D’aucuns traitent cette stratégie commerciale d’inflation masquée. Cela se justifie par le fait que bon nombre de produits habituellement consommés ont subi l’inflation. 

Pour éviter de montrer aux consommateurs une augmentation trop importante des prix, les industriels ont une manière bien spéciale de procéder, et cela ne date pas d’hier. Ils préfèrent, pour certains, réduire la quantité de produits disponible dans les emballages, en gardant soit le prix originel, soit en l’augmentant. Il faut donc prêter attention au prix au kilo ou par litre.

Ainsi, la shrinkflation (en anglais) ou réduflation (en français), c’est le fait de réduire discrètement la taille ou la quantité d’un produit en maintenant son prix initial ou en l’augmentant.

💡 Bon à savoir : attention, cette pratique peut même être utilisée en dehors des cas d’inflation.

Quelques exemples : 

  • Pour le paquet de pommes de terre rissolées de la marque Findus, l’on constate une hausse de 68 % sur son prix au kilo ;

  • La boîte de chocolat Pyrénéens au lait de la marque Lindt se distingue par ses -20 % de chocolat et + 30 % d’euros au kilo (entre 2020 et 2022) ;

  • La bouteille d’eau La Salvetat du groupe Danone se présente avec -8 % d’eau pour une augmentation de 15 % d’euros au litre ;

D’autres produits sont concernés comme les chips Lay’s, la mayonnaise Amora, les dosettes de café Dolce Gusto...

De plus, la shrinkflation a des conséquences directes sur le panier de courses des consommateurs. 

L’un des effets les plus évidents est la réduction de produit disponible dans les emballages. Ce qui équivaut à consommer moins pour le même prix, voire plus.

L’autre effet, c'est de dépenser davantage pour un produit réduit. Cela équivaut aussi à une augmentation des dépenses puisqu’ils doivent acheter plus pour répondre à leurs besoins.

Cela peut aussi entraîner des difficultés à comparer équitablement les produits et les prix entre les marques. Puisque si l’un pratique la shrinkflation, il conservera son emballage d’origine et son prix, et cela peut peser dans la balance au moment du choix. Le consommateur peut avoir à l’idée que les deux produits sont équivalents alors qu’ils ont en réalité un poids différent.

II - Une pratique trompeuse, mais pas illégale…

La shrinkflation, quand tromper l’acheteur peut être tout à fait légal. Pourquoi ? 

Les articles L121-2 et suivants du Code de la consommation traitent des pratiques commerciales trompeuses. Dès l’instant que le consommateur est trompé ou susceptible d’être trompé, des sanctions sont applicables. 

Pourtant, la shrinkflation n’est pas interdite en France et ne le sera pas.
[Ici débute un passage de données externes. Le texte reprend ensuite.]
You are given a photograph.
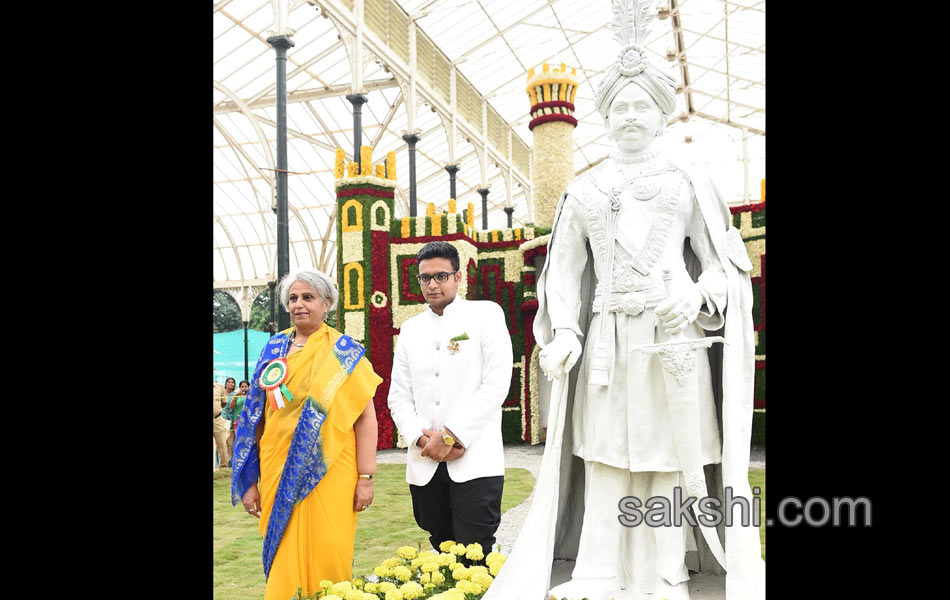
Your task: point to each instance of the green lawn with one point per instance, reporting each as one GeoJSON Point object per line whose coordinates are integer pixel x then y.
{"type": "Point", "coordinates": [238, 574]}
{"type": "Point", "coordinates": [757, 478]}
{"type": "Point", "coordinates": [389, 524]}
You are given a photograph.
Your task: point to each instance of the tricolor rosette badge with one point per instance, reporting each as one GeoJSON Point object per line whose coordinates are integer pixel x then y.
{"type": "Point", "coordinates": [272, 380]}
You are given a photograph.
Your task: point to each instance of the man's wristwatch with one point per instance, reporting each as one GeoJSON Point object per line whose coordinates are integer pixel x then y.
{"type": "Point", "coordinates": [449, 440]}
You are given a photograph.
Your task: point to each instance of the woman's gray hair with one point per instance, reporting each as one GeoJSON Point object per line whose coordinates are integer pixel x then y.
{"type": "Point", "coordinates": [321, 284]}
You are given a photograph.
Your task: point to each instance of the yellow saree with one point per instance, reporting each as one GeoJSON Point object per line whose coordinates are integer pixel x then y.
{"type": "Point", "coordinates": [317, 543]}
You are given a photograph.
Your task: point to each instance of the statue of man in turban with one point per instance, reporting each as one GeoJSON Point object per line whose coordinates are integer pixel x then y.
{"type": "Point", "coordinates": [641, 249]}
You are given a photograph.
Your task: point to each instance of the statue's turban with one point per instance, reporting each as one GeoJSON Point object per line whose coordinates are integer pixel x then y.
{"type": "Point", "coordinates": [633, 67]}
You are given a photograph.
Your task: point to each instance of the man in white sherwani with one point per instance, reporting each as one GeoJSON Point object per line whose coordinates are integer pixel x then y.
{"type": "Point", "coordinates": [451, 374]}
{"type": "Point", "coordinates": [641, 250]}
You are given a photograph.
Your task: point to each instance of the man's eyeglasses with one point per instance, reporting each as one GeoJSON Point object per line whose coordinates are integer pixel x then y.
{"type": "Point", "coordinates": [440, 277]}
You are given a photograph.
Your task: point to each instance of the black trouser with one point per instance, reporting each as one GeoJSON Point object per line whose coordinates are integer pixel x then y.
{"type": "Point", "coordinates": [466, 512]}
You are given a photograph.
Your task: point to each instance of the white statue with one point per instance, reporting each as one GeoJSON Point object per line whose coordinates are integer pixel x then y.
{"type": "Point", "coordinates": [643, 273]}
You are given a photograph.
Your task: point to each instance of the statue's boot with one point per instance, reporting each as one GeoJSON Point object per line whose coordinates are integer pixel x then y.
{"type": "Point", "coordinates": [665, 591]}
{"type": "Point", "coordinates": [592, 588]}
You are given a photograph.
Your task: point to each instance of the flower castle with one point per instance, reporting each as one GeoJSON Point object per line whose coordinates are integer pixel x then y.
{"type": "Point", "coordinates": [376, 257]}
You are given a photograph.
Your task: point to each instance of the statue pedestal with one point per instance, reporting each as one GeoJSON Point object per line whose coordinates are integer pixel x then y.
{"type": "Point", "coordinates": [701, 587]}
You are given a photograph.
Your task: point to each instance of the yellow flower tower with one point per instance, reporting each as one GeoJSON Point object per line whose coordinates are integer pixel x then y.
{"type": "Point", "coordinates": [551, 93]}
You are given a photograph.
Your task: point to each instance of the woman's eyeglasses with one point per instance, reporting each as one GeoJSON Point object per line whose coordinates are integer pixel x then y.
{"type": "Point", "coordinates": [440, 277]}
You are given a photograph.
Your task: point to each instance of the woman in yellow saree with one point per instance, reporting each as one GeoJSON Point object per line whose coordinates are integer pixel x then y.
{"type": "Point", "coordinates": [305, 449]}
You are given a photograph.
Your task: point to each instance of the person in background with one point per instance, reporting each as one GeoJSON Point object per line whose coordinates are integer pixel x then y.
{"type": "Point", "coordinates": [220, 427]}
{"type": "Point", "coordinates": [232, 411]}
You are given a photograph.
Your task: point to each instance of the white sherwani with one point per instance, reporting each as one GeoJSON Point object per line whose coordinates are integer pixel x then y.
{"type": "Point", "coordinates": [432, 387]}
{"type": "Point", "coordinates": [631, 429]}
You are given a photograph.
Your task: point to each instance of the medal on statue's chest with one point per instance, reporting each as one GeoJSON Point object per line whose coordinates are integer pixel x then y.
{"type": "Point", "coordinates": [645, 188]}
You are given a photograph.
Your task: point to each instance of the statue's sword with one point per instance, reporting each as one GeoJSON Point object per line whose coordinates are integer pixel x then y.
{"type": "Point", "coordinates": [679, 356]}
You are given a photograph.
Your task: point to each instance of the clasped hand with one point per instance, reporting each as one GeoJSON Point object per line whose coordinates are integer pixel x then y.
{"type": "Point", "coordinates": [436, 448]}
{"type": "Point", "coordinates": [557, 358]}
{"type": "Point", "coordinates": [675, 314]}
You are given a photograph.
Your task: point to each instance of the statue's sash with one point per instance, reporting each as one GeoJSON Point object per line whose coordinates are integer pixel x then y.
{"type": "Point", "coordinates": [597, 206]}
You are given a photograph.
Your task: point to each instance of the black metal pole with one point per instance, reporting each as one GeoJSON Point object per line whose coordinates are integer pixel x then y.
{"type": "Point", "coordinates": [273, 306]}
{"type": "Point", "coordinates": [357, 100]}
{"type": "Point", "coordinates": [484, 193]}
{"type": "Point", "coordinates": [245, 351]}
{"type": "Point", "coordinates": [411, 139]}
{"type": "Point", "coordinates": [281, 44]}
{"type": "Point", "coordinates": [452, 169]}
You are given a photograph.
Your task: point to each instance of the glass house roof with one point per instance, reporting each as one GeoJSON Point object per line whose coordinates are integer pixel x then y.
{"type": "Point", "coordinates": [715, 47]}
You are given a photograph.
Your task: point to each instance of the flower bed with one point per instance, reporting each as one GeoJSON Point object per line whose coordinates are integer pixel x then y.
{"type": "Point", "coordinates": [416, 575]}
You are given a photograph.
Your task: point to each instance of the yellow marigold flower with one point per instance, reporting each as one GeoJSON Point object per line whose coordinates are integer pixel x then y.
{"type": "Point", "coordinates": [430, 566]}
{"type": "Point", "coordinates": [386, 586]}
{"type": "Point", "coordinates": [468, 587]}
{"type": "Point", "coordinates": [474, 552]}
{"type": "Point", "coordinates": [340, 589]}
{"type": "Point", "coordinates": [411, 590]}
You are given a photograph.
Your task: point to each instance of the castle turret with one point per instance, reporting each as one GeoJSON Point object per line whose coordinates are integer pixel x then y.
{"type": "Point", "coordinates": [551, 93]}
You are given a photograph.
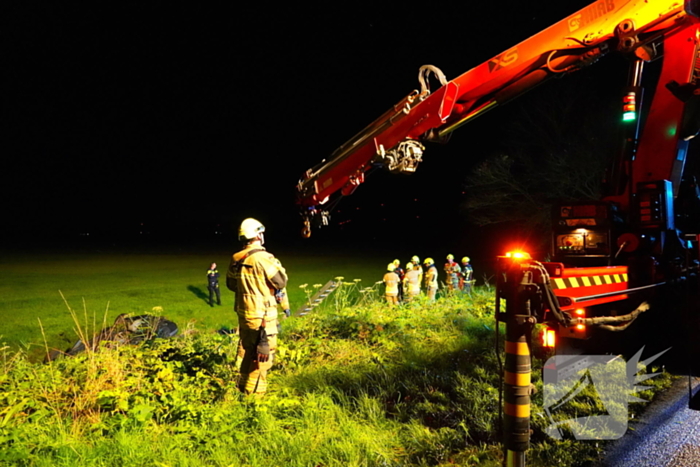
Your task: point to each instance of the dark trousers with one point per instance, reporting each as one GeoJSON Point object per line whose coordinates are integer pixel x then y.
{"type": "Point", "coordinates": [214, 289]}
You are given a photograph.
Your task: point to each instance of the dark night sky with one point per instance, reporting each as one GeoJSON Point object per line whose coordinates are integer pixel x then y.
{"type": "Point", "coordinates": [187, 117]}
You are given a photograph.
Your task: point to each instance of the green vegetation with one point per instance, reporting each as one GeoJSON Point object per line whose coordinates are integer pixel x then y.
{"type": "Point", "coordinates": [353, 385]}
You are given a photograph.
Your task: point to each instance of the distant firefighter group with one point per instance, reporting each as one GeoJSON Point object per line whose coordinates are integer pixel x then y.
{"type": "Point", "coordinates": [405, 285]}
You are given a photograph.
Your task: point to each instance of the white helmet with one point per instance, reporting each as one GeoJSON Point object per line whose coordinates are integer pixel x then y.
{"type": "Point", "coordinates": [249, 229]}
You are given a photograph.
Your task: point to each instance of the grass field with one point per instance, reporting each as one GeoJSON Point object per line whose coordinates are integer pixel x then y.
{"type": "Point", "coordinates": [98, 285]}
{"type": "Point", "coordinates": [361, 385]}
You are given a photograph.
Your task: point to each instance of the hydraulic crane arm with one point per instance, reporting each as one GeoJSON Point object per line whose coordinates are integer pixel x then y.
{"type": "Point", "coordinates": [394, 140]}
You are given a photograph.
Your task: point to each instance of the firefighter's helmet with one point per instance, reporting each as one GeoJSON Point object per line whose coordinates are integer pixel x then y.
{"type": "Point", "coordinates": [249, 229]}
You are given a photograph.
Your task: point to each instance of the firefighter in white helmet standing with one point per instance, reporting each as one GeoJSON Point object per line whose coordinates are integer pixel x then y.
{"type": "Point", "coordinates": [391, 285]}
{"type": "Point", "coordinates": [453, 271]}
{"type": "Point", "coordinates": [254, 275]}
{"type": "Point", "coordinates": [430, 278]}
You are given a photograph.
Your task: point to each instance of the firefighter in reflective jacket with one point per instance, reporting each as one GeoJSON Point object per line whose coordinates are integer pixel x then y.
{"type": "Point", "coordinates": [452, 271]}
{"type": "Point", "coordinates": [254, 275]}
{"type": "Point", "coordinates": [401, 273]}
{"type": "Point", "coordinates": [411, 282]}
{"type": "Point", "coordinates": [430, 278]}
{"type": "Point", "coordinates": [213, 285]}
{"type": "Point", "coordinates": [391, 284]}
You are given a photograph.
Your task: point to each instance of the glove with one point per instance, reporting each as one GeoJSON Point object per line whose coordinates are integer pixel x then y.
{"type": "Point", "coordinates": [263, 347]}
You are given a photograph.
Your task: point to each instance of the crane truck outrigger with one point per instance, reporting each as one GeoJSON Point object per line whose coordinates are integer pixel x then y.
{"type": "Point", "coordinates": [642, 250]}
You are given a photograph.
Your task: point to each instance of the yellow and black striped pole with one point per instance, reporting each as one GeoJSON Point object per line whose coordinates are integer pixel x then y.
{"type": "Point", "coordinates": [516, 287]}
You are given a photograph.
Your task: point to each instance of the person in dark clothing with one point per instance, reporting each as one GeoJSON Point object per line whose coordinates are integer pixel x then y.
{"type": "Point", "coordinates": [213, 285]}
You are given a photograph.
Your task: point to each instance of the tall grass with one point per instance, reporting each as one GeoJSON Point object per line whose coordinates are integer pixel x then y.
{"type": "Point", "coordinates": [356, 383]}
Du moins ce n’est pas encore prévu. Puisque l’accent est mis sur le signalement des produits concernés par cette pratique. Elle fera donc plutôt l’objet d’un encadrement. En effet, il est difficile de caractériser la fraude dès l’instant où le consommateur en est averti, notamment en indiquant le nouveau poids sur l’étiquette du produit.

Là où le bât blesse, c’est sur l’aspect informationnel. Peut-on réellement parler d’information claire à destination du consommateur ? 

Pour le ministre de l’Économie, monsieur Bruno Le Maire, la réponse est négative. Il s’agit bel et bien d’une « arnaque » et compte prendre les mesures nécessaires pour lutter contre cette pratique. Notamment contraindre les industriels à informer clairement les consommateurs en faisant figurer de façon visible sur l’emballage des produits la réduction du contenu, d’autant plus qu’ils gardent le même packaging. Il faut donc un étiquetage clair. L’objectif étant de garantir la transparence et la protection des consommateurs face à de telles pratiques. 

Un nouveau texte de loi est a priori prévu courant octobre ; pour une application soit en novembre comme le prévoit la Première ministre Élisabeth Borne, ou en 2024, comme l’a énoncé le ministre de l’Économie. 

En somme, cette pratique n’est pas interdite, car les industriels pratiquant la shrinkflation ne sont pas dans l’illégalité. Du moins, pour ceux qui délivrent l’information exacte sur le produit au consommateur. Toujours est-il que si information donnée il y a, celle-ci est insuffisante, car elle ne fait pas l’objet d’un affichage clair. Et c’est en cela que cette pratique est décriée. Le gouvernement souhaite prendre le contre-pied avec des mesures adéquates pour encadrer cette pratique. La shrinkflation peut continuer d’exister, elle est légale à condition que le consommateur soit clairement informé du changement. 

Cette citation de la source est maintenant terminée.